Monday, June 21, 2010

Luckily For Him, I Don’t Die

Did you see that some chap put posters up on the London to Brighton Bike Ride in an attempt to head off attempts by his wife to divorce him? I wonder what he'd been up to. He probably overtook her on a previous bike ride or in a 10k or something or perhaps he set her too tough a training schedule when he offered to be her personal trainer. Any of these would explain why she blanked him at the finish line. I best watch my step. I wonder if he did the ride as well and overtook her.

On the day that it’s in the news that bees are dying out and that this will cost the UK economy anything up to £440m per year (about 13% of the country's income from farming), L has a bee problem at work.
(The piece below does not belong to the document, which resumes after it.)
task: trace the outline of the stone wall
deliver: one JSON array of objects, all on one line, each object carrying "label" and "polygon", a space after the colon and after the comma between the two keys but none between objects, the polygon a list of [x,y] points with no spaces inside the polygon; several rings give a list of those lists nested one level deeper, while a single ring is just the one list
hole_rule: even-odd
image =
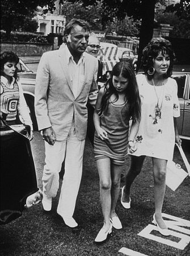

She says they keep popping up from somewhere under her desk, through the floor perhaps and she reckons some are even burrowing through the wall. It sounds like something from a James Herbert novel.



Of course, she’s not allowed to kill them; they’re an endangered species you know. So she can’t even keep them at bay with a rolled up newspaper. In fact she has to get permission from some official beekeeper to get anyone to come out to deal with them. At this point I would have thought deserting her post and going home would be a good option but she can’t until the beekeeper has made an assessment. This all seems above and beyond the call of duty. Eventually, someone on behalf of the beekeeper makes an assessment... over the phone. They are masonry bees, so tomorrow they can be killed.

In the evening it’s the first race of the Nottingham Grand Prix, my fourth year of doing it. I don’t usually do events four times over but what else is there to do on a Tuesday night. Well there’s dog training I suppose, which I have to miss tonight for this. What will my training colleagues do for fitness advice tonight or for that matter PC support? This is fast becoming another hot topic of theirs. I really should have kept my hobbies and career to myself.

It’s a nice night for a run, a bit warm perhaps and there’s no wind, not even off the rowing strip. As it’s a predominately flat course and I’m feeling fit, I feel it’s time for Plan A. I’m going sub-40 tonight.

Well I was feeling fit... but now as I get ready to start I’m struggling with my breathing a touch and I haven’t even started running yet, perhaps it’s a bit of hay fever. I also seem to have a stiff shoulder, the side effects of cycling 75 miles I suppose.

Off we go. I set some good sub-four minute split times for the first 4km and I get nicely paced through these by a chap I latch on to. I struggle to hold him after 4km and I let him go. Someone else catches and passes me, so I run with him and he drags me along for another two km. I repeat the process and get paced as far as the 8km point, where although I’m now doing slightly over four minute splits, I'm still on track, just.

Then at 9km I’m off the pace, five seconds over target pace, so I need a gargantuan effort to get back on track. Something my legs don’t have left in them and I’m twelve seconds down at the finish.

My legs give way, I collapse and crawl to the drinks table. The St. Johns man eyes me suspiciously but he doesn’t put down his cup of tea. Luckily for him, I don’t die. I recover and go find my ever supportive parents and then cheer L in.

Looking back, I was quite consistent all the way through and my overall placing was good plus only two of the 172 women beat me. This is always a good indication. So a good effort I reckon. Almost happy.